A MAN adopted by a Border family as a young Aboriginal boy has died after serving one of the longest jail terms in NSW.
Robert Veen, known by most people as Bobby, was taken in by Ben and Betty Veen when aged two-and-a-half.
The couple had wanted to give him an education and a chance in life, which his sister Bernice Brooks said had unravelled after he was targeted by a peadophile at a Border high school.
I think we all know with these children when they are abused, what happens to them. They never forget.

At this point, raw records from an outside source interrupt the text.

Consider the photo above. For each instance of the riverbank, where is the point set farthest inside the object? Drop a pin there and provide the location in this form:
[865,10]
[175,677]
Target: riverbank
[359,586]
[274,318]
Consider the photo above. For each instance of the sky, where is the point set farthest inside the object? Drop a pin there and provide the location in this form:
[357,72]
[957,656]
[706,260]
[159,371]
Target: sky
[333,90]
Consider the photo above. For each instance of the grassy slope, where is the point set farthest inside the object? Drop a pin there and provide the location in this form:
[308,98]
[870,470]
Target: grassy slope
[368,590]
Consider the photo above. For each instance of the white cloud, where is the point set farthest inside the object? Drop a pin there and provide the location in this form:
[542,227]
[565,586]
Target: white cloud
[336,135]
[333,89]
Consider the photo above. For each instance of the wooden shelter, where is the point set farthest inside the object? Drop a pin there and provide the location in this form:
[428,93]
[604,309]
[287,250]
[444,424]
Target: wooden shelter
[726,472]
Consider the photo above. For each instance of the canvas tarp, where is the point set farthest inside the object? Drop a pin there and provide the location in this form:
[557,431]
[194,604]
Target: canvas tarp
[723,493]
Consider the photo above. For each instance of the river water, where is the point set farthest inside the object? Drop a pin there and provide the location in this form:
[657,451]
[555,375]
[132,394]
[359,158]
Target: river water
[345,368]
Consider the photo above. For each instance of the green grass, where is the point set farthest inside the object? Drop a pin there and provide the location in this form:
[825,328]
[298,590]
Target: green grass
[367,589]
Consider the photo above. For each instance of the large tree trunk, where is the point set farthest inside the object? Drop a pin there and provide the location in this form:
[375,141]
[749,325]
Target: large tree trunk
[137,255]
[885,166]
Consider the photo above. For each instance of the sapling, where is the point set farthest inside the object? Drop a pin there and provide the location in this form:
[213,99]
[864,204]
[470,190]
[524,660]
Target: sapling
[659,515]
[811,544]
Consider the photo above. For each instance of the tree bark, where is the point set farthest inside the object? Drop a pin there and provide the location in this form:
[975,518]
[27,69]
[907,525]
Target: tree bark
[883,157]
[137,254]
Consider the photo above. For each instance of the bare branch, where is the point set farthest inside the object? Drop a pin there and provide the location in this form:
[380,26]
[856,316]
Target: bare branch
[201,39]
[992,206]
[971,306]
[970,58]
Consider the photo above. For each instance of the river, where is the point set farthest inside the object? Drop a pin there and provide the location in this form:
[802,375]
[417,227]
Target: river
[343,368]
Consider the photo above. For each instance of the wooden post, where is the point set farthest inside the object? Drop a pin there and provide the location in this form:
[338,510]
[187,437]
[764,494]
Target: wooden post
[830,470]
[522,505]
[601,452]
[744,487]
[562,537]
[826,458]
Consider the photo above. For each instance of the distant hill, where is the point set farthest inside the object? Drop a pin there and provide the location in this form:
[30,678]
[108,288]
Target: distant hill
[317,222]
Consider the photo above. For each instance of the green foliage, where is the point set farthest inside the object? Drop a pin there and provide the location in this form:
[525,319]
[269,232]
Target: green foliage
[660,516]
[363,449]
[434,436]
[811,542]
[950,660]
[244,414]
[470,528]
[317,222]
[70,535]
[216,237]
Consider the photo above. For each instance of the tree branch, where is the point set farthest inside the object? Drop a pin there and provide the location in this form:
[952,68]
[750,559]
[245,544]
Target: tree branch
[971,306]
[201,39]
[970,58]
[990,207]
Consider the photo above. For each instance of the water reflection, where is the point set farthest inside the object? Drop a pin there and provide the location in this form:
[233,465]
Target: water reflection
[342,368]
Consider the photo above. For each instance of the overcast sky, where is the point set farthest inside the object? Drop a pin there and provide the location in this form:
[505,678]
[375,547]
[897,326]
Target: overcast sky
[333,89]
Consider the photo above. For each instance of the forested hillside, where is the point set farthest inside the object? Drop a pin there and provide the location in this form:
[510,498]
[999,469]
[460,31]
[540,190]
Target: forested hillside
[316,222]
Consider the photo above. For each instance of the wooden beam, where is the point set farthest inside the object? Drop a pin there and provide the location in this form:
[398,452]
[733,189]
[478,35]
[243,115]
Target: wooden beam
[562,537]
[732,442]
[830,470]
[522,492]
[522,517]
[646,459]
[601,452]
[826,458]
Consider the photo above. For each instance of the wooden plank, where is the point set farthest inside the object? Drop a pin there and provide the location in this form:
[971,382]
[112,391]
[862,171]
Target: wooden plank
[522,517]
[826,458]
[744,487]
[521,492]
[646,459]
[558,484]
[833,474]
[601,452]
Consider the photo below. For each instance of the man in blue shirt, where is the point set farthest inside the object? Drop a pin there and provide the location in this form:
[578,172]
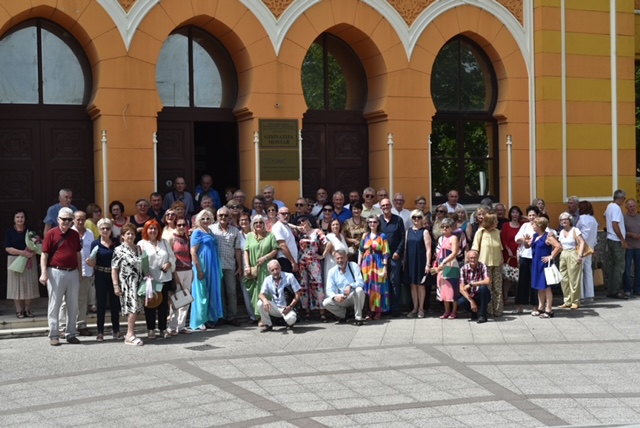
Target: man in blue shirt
[273,300]
[345,288]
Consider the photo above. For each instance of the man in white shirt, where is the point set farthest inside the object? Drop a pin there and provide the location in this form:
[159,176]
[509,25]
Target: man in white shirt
[399,210]
[288,254]
[345,288]
[273,299]
[616,244]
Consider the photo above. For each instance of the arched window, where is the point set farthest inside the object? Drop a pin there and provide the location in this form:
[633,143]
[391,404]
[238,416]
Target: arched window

Sadly, we had absolutely no idea what was going onBetty Veen, speaking of her adopted son Bobby
He died of a heart attack in a Newcastle hospital on Saturday, about 18 months after being released following two jail terms.
He had served more than 40 years for two stabbing deaths in 1975 and 1983.
Betty Veen said she had no absolutely no regrets about taking Bobby in.
Mrs Veen and her late husband had been told by authorities the young boy had been severely neglected by his family.
Talk of the Stolen Generation didn’t surface until many years later.
“I would say I am a better person for having had Rob,” Mrs Veen said.
“I have no regrets, just sadness for him and the way his life turned out, and what he had to go through.
“He could have had a wonderful life.”
The couple had seen a newspaper advertisement in the 1950s – possibly in The Border Mail – seeking foster parents.
“They consider him to be part of the Stolen Generation, but they told us at the time he was so shoddily neglected that he was removed,” Mrs Veen said.
“We wanted to bring them up, have them educated and they in turn could help their own race – that was the idea.”
Bobby had been happy and outgoing as a young boy and had never complained.
Mrs Veen said he was popular at school and was a talented footballer who played for Lavington.
He had attended St Anne’s Catholic Primary School in Albury and then the Christian Brothers when he was about 10, then transferred to Wodonga Technical College.
His foster parents began to notice a change as he got older but couldn’t figure out what was causing it.
Court documents from 1988 note a school teacher had “introduced him to homosexual activity” during a “disturbed” and “sorry” childhood.
His family link the abuse at the Wodonga school, followed by further sexual and physical abuse at the Kinchella and Royalston boys' homes after he was removed from his parents, to his wayward nature and crimes.
According to court documents from 2000, Bobby told psychologists he had been abused from age 11 to 17.
He told them the final sexual assault occurred on the day of his discharge back to his parents by the boarding home superintendent.
“With the manslaughter charges, you can understand what happened to him when he was young and what brought it on,” his mother, now aged 89, said from her West Albury home on Tuesday.
“Really, his life was ruined by adults here in this area.
“I think we all know with these children when they are abused, what happens to them.
“They never forget.
“Sadly, we had absolutely no idea what was going on.”
Mr Veen, who died in 2011 aged 96, had visited his foster son in prison several times but couldn’t return due to the emotion involved.
“It was heartbreaking for him,” Mrs Veen said.
“It was hard to get there but my two daughters took it in turns to visit him every week.
“One was with him every week.”
The family also adopted Bobby’s biological sister, Heather, who has passed away.
Bobby had spent the final 18 months of his life living with oldest his sister Bernice in the NSW Hunter Region.
Despite being eligible for parole in November 2003, the authorities had the power to keep him behind bars for the rest of his life.
He was only released in mid-2015 after being diagnosed with terminal cancer, weighing just 55 kilograms and in need of a walking frame.
His sister can't make excuses for the two killings, but can see some positives in his story.
“It's a tragic case but however tragic it is, you can't go around killing people,” Mrs Brooks said.
“In a way it is an uplifting story – all those years in jail didn't destroy him.”
She said her brother had wanted to help change young Aboriginal men in the prison system but his offences prevented it.
Bobby had been working as a gay prostitute around Sydney when both deaths occurred.
Both victims were his clients.
The first man, Terry Ward, was stabbed 50 times on February 16, 1975.
On October 27, 1983, Bobby killed Paul Edmund Hoson by repeatedly stabbing him with a bread knife.
Mrs Brooks said Bobby had believed both men were paedophiles.
“He just lost the plot,” she said.
Despite the acts of violence, Mrs Brooks said there had been no need for the authorities to keep him locked up for as long as they did.
“They decided he would have to stay in jail forever, and he pretty much did,” she said.
“Every year – possibly twice a year – they knocked him back (from parole).
“He didn’t do anything wrong (in jail).”
The release from prison had helped with his cancer.
Bobby had been in palliative care, but his sister said he had recovered and the cancer had gone into remission.
He died following several heart attacks.
Bobby's mother said news of his death had been incredibly sad.
“We loved him,” Mrs Veen said.
A funeral for the 62-year-old will be held at Tanilba Bay on Friday.